Housing Market Outlook 2026 A Slow Reset, Rising Risks, and Signs of Future Recovery
As 2026 approaches, the housing market remains in the middle of what Rick Sharga calls a five-year “reset,” rather than a rapid correction or rebound. After prices soared more than 40% during the pandemic and mortgage rates doubled, affordability hit the worst levels in decades. This forced existing-home sales to fall from over 6 million in 2021 to about 4 million for the last two years — a level Sharga believes will persist through most of 2026. Inventory is building slowly, days on market are rising, and price growth has cooled dramatically, with some markets even seeing small declines as wages slowly catch up to rapid pandemic-era price jumps.
Sharga expects sales to improve slightly next year but remain historically weak without a major shift in rates or economic sentiment. Inventory gains should continue as sales stay soft and more older homeowners downsize, but affordability pressures will still hold back demand, especially for first-time buyers. Even with these challenges, mortgage delinquencies remain near record lows thanks to strong borrower credit profiles, low unemployment, and homeowners holding trillions in equity. Still, warning signs are emerging: total consumer debt is at an all-time high, serious delinquencies on credit cards and auto loans exceed pre-COVID levels, homeowners’ insurance premiums and property taxes are climbing rapidly, and FHA loans now make up more than half of all seriously delinquent mortgages. Sharga expects foreclosures to rise modestly in 2026, especially within the FHA segment, but not at levels that threaten overall housing stability.
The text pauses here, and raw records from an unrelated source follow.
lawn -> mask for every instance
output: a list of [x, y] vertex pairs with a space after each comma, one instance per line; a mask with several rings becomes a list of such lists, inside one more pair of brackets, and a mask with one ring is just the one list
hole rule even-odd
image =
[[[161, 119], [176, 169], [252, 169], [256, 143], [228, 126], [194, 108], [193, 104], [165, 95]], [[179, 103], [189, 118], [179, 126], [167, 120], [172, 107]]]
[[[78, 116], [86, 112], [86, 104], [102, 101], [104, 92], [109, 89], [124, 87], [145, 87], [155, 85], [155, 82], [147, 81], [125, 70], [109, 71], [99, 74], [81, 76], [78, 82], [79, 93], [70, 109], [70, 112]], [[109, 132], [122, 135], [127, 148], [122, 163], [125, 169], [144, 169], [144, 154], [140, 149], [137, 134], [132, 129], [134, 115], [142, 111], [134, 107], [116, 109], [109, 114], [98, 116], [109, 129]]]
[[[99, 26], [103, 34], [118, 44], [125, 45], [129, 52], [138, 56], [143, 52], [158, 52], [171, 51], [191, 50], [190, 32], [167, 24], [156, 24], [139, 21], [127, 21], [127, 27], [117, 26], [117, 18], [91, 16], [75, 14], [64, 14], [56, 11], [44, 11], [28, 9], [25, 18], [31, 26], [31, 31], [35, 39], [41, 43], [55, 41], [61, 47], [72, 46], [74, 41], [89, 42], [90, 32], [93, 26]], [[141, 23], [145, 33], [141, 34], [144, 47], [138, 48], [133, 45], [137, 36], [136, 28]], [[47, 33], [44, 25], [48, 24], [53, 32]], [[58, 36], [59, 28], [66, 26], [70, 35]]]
The biggest factor shaping the 2026 outlook is the job market, which is experiencing an unusual slowdown — hiring is cooling, but layoffs remain low. Strong employment usually fuels home buying by boosting wages and confidence; a weaker labor market would do the opposite. Demographics should provide long-term demand support, with millions of millennials hitting peak homebuying age but temporarily sidelined by affordability barriers. These buyers represent a wave of pent-up demand that could return once conditions ease.